Un soutien efficace à la police pour démasquer les voleurs

Il est à souligner que l’article 93 de la même loi dispose aussi : « Est puni de trois mois d’emprisonnement et d’une amende de trois mille dinars quiconque diffuse intentionnellement des données à caractère personnel, à l’occasion de leur traitement, d’une manière qui nuit à la personne concernée ou à sa vie privée. La peine est d’un mois d’emprisonnement et d’une amende de mille dinars, lorsque la diffusion a été effectuée sans l’intention de nuire ».

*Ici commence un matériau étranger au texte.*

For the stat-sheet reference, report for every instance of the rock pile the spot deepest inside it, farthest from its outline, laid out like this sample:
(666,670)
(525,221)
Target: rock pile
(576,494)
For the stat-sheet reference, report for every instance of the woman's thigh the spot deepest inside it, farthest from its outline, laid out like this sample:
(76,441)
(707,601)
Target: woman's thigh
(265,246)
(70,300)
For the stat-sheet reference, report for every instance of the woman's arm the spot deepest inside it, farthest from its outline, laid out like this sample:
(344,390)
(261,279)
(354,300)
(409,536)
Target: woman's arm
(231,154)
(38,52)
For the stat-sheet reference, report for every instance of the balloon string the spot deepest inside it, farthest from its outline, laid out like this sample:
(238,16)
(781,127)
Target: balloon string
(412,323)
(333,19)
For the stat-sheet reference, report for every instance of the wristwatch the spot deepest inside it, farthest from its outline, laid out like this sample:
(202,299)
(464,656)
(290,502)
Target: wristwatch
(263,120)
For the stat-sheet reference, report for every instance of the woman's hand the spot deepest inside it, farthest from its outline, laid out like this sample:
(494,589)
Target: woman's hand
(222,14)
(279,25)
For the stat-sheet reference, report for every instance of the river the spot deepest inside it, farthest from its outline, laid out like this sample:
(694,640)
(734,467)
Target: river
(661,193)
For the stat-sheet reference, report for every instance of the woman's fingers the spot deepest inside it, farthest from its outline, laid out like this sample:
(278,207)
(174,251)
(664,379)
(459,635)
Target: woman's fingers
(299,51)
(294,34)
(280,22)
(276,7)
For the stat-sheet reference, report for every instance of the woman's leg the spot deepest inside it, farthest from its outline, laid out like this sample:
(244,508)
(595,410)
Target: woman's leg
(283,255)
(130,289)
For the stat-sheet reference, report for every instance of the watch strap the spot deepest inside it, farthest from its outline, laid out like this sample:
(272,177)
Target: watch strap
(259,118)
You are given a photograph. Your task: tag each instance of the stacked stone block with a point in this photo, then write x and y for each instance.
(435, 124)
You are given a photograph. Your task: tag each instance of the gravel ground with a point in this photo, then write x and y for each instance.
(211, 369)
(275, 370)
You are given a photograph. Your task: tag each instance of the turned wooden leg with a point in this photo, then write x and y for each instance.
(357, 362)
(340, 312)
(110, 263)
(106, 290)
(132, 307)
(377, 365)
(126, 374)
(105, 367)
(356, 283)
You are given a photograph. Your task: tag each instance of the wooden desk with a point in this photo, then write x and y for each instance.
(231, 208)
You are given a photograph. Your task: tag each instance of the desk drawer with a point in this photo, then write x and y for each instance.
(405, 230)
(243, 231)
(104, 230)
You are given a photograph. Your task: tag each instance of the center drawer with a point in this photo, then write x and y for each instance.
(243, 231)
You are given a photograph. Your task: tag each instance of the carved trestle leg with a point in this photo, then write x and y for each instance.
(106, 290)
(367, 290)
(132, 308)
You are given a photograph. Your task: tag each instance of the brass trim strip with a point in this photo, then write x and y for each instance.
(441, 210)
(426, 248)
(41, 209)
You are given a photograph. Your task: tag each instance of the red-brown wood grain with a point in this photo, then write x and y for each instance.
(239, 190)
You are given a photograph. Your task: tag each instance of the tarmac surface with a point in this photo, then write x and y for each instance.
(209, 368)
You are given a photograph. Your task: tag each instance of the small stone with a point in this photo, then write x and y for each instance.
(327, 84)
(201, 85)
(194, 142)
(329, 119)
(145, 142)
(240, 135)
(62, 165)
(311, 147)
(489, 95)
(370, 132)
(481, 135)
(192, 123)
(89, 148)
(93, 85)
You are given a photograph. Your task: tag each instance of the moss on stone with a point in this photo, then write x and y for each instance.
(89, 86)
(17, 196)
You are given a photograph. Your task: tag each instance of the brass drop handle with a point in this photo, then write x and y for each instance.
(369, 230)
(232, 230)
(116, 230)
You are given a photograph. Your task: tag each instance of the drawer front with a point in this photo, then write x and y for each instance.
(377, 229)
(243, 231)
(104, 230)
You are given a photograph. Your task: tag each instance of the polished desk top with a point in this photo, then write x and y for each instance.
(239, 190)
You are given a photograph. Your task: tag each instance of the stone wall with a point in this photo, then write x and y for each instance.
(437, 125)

Que faire alors pour retrouver voleurs et autres braqueurs, notamment face au manque de moyens dont disposent les forces de police ? Est-on appelé à laisser faire les malfrats, leur donner la latitude de commettre leur forfait et s’évanouir dans la nature ? Pour Chawki Guaddes, il faut respecter la loi et s’adresser au poste de police le plus proche ou au procureur de la République pour lui livrer la vidéo. Celui qui a posté la vidéo aurait pu au moins flouter le visage du voleur dans la vidéo.

Maître Mohamed Saidana est du même avis. « Il est quasiment interdit de poster de telles vidéo,  car l’image est considérée comme donnée personnelle. Les gens sont libres de placer des caméras dans leurs véhicules et de filmer la route ou la rue. Mais au cas où l’enregistrement ferait référence à un acte criminel, il faut s’adresser aux autorités de police ou au procureur de la République pour porter plainte ».   

Néanmoins, ces déclarations ne trouvent pas d’écho favorable auprès d’une grande majorité de citoyens qui ont été à maintes reprises victimes de vol. Il faut sévir et agir avec fermeté pour arrêter ce fléau, nous déclare Halima, mère de deux enfants dont l’un a fait l’objet de braquage et de vol de son téléphone portable depuis plus d’un an. « Il ne se passe pas un jour sans qu’un vol ne soit déclaré aux services de police, qu’il s’agisse de téléphone portable ou autres effets personnels. Les gens en ont marre », nous souligne un chef de poste de police à la banlieue nord, à titre anonyme. « Parfois, et en l’absence de preuves, on ne peut rien faire, d’autant qu’on manque de moyens techniques et d’effectifs pour lutter efficacement contre ce fléau ».  

La victime dans le box des accusés

Il ajoute que plusieurs commerçants préfèrent diffuser des séquences vidéo captées par les caméras de surveillance, montrant les voleurs en pleine action dans le but de les démasquer. Ils pensent ainsi appuyer l’action de la police et l’aider à élucider les infractions commises au quotidien.

De nos jours, les caméras de surveillance se démocratisent de plus en plus et leur utilisation est qualifiée d’indispensable pour des raisons d’ordre sécuritaire. Elles sont dans les rues, à l’entrée et à l’intérieur des magasins, des boutiques, des grandes surfaces, mais représentent quelques risques sur la vie privée des gens, s’inquiètent les fervents défenseurs des données personnelles. Elles sont indispensables pour dissuader les délinquants, sinon de les interpeller et de résoudre des enquêtes qui restent non élucidées sinon, faute de preuves, rétorquent en particulier les victimes, celles qui ont subi un grand choc émotionnel à la suite d’un vol violent qui, parfois, tournent au drame. Les avis s’opposent autour de l’utilisation de la vidéosurveillance.

A l’étranger, dans les pays défenseurs des droits de l’homme, les systèmes de vidéosurveillance dotés de reconnaissance faciale sont installés partout et sont devenus un outil important pour assurer la sécurité de la population et la prévention de toutes sortes de crimes. Au demeurant, il ne faut pas poster des vidéos de cambriolage, car la victime pourrait bien, selon les lois en vigueur, se retrouver dans le box des accusés.